2. Public Outreach and Education
a. Tabled at farmers’ markets and other public events in Sea-to- Sky communities to educate people about local grizzly populations, threats to their existence , the need for community involvementand C2C programs .
b. Produced grizzly bear educational materials for distribution through public events, trailheads and other venues.
c. C2C team has been featured or quoted in several grizzly related media stories in Sea-to-Sky media outlets.
d. Hosted a symposium of First Nations leaders, scientists, conservationists and government officials to discuss strategies for grizzly bear conservation in Southwest BC.
3. Conservation Planning and Science
a. C2C team assembled Southwest BC’s research scientists to discuss and prioritize conservation actions to conserve and recover the region’s threatened grizzly bears.
4. First Nations and Government relations
a. C2C staff have met and presented to several area First Nations and local government councils on the regional grizzly bear situation and C2C activities.
b. C2C staff participated in a regional First Nations meeting of staff, councilors and elders to listen, present and discuss Traditional Ecological Knowledge, conservation needs and cultural and ecological significance of grizzly bears. The meeting was initiated by Okanagan Nation Alliance.
c. Received letters of support from the 3 First Nations (Squamish Nation, Okanagan Nation Alliance & St’át’imc Chiefs Council) whose territory C2C’s work covers. The statements affirmed the cultural importance of grizzly bears to their communities and their ongoing support of recovery efforts.
In 2017 we hope to build on these initiatives by expanding our public education efforts in communities across Southwest BC. We will also be working with our partners to develop a grizzly bear recovery plan for the region. Our hope is to see the provincial government adopt and implement this plan.

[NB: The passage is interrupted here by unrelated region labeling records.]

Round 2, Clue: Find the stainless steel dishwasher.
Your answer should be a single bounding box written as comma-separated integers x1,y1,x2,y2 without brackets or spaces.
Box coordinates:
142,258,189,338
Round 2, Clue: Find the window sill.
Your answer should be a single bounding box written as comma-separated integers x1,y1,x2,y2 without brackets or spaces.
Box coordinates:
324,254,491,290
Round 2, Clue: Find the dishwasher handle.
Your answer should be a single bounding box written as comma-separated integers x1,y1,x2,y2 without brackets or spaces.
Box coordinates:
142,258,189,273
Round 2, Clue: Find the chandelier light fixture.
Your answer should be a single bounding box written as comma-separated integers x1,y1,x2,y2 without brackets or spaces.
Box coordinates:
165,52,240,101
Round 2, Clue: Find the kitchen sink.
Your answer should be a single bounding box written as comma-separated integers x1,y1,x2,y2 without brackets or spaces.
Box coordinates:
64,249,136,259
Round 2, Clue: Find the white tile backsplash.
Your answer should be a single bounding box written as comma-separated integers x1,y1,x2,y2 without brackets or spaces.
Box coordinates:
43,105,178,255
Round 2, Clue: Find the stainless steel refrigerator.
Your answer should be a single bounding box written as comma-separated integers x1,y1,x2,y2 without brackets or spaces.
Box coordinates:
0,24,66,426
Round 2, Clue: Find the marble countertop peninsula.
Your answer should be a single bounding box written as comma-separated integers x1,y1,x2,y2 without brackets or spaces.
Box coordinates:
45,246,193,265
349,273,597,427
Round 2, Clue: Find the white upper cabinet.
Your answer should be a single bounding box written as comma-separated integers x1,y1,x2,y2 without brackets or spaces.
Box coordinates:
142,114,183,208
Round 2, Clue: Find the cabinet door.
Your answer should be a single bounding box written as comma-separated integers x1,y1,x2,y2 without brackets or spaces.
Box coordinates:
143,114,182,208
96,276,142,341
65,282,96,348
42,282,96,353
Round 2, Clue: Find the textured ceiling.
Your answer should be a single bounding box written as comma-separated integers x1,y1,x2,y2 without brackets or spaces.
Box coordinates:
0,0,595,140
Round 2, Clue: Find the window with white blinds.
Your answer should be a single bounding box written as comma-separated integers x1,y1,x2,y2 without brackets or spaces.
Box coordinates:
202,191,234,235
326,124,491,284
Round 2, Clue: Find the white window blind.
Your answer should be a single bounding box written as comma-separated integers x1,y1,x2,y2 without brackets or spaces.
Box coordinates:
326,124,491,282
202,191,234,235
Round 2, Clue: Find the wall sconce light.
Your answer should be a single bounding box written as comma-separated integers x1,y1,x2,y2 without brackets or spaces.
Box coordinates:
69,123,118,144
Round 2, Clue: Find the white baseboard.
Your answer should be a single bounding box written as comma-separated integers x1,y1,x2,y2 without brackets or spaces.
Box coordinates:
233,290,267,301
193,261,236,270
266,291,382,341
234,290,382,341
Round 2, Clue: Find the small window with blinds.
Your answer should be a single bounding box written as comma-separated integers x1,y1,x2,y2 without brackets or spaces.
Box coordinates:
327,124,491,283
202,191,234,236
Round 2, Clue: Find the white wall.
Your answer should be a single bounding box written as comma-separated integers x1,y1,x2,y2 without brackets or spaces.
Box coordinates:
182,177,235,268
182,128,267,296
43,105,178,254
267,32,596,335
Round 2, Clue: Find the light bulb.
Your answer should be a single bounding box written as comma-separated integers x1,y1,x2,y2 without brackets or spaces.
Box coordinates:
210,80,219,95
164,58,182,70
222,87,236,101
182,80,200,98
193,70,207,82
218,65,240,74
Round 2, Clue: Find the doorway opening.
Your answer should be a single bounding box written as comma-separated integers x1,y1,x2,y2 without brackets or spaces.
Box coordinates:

As for the bears themselves, things are looking pretty mixed. Around Whistler we’ve seen a re-bound in grizzlybear numbers. In other places like the North Cascades, the situation is not so promising. The next few years are going to be crucial if we want to ensure grizzly bears have a home in Southwest BC for generations to come. We need to safeguard grizzly bear habitat if we are to help threatened populations recover and reduce conflict with humans in areas where bears are increasing. A lot more work needs to be done but the levels of support we’ve see this year for grizzly bear recovery is encouraging. Let’s continue to work together these next 12 months to protect them!